Paul Goble
Staunton,
November 30 – As of next year, foreign military vessels will be allowed to
traverse the Northern Sea Route only after Moscow gives them approval in
advance, the head of Russia’s National Center for Defense Administration, says,
yet another case of Moscow’s efforts to project its control into the Arctic far
beyond its coastal waters or economic exclusion zones.
Mikhail
Mizintsev says that this notification requirement, which will go into effect at
the start of next year’s navigation season, has been developed by an
inter-agency working group committed to “liquidating a legal vacuum” concerning
the use of the route by foreign navies (ria.ru/defense_safety/20181130/1534604633.html).

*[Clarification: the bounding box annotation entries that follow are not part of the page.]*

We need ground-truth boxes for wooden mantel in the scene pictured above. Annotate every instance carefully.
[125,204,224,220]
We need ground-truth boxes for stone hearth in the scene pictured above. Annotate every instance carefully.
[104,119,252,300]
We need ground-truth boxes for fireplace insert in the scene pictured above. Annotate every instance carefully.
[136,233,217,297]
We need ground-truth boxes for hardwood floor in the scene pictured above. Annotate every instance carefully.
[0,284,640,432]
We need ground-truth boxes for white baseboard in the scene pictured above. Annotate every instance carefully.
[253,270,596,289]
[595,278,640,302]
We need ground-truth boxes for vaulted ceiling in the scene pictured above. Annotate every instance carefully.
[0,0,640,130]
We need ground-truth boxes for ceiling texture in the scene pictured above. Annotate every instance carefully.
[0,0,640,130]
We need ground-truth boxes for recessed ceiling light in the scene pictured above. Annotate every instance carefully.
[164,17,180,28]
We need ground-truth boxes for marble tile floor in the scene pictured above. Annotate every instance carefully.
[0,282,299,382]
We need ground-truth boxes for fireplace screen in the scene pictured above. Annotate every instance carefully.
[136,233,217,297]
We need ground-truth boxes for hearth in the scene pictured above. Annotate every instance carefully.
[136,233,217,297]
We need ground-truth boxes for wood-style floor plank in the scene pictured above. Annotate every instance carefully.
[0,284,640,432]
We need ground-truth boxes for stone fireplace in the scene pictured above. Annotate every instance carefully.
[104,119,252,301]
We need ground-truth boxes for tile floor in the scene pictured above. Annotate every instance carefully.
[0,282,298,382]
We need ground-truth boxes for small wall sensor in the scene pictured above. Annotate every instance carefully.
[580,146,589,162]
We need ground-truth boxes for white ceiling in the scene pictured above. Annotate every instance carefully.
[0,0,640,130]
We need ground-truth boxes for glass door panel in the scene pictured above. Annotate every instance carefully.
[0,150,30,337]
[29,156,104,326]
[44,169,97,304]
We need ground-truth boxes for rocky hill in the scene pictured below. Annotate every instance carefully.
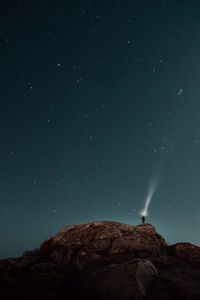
[0,221,200,300]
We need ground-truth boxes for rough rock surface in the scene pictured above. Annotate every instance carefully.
[0,221,200,300]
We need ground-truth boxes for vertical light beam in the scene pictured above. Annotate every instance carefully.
[140,181,157,217]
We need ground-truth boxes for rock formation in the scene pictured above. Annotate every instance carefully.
[0,221,200,300]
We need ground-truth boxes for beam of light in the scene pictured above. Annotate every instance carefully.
[140,181,158,217]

At one level, what Moscow is
proposing is both reasonable and proper. Notification is likely necessary to
ensure that there aren’t too many vessels in one part of the route at any one
time and to comply with passage through Russia’s territorial waters or economic
exclusion zones.
But at another, especially in the wake
of Moscow’s efforts to transform the Sea of Azov from an international waterway
to a Russian body of water and because rapidly warming conditions in the Arctic
mean that foreign ships may be able to transit that ocean without passing
through internationally recognized Russian territorial waters, it is an
expansive claim.
As such, it is at least potentially
a violation of the Law of the Sea that should spark protests by the West on
that basis alone. Unfortunately, the United States is not in a position to
lodge that kind of protest because it has never ratified the Law of the Sea
agreement. But that does not mean that
it should not be protested and even challenged by Washington.
If nothing is said in advance of
January 1, 2019, it is very likely that Moscow will treat its latest move as having
created what diplomats like to call “facts on the ground” and use it as yet
another stepping stone toward the transformation of the Arctic into an
overwhelmingly Russian body of water.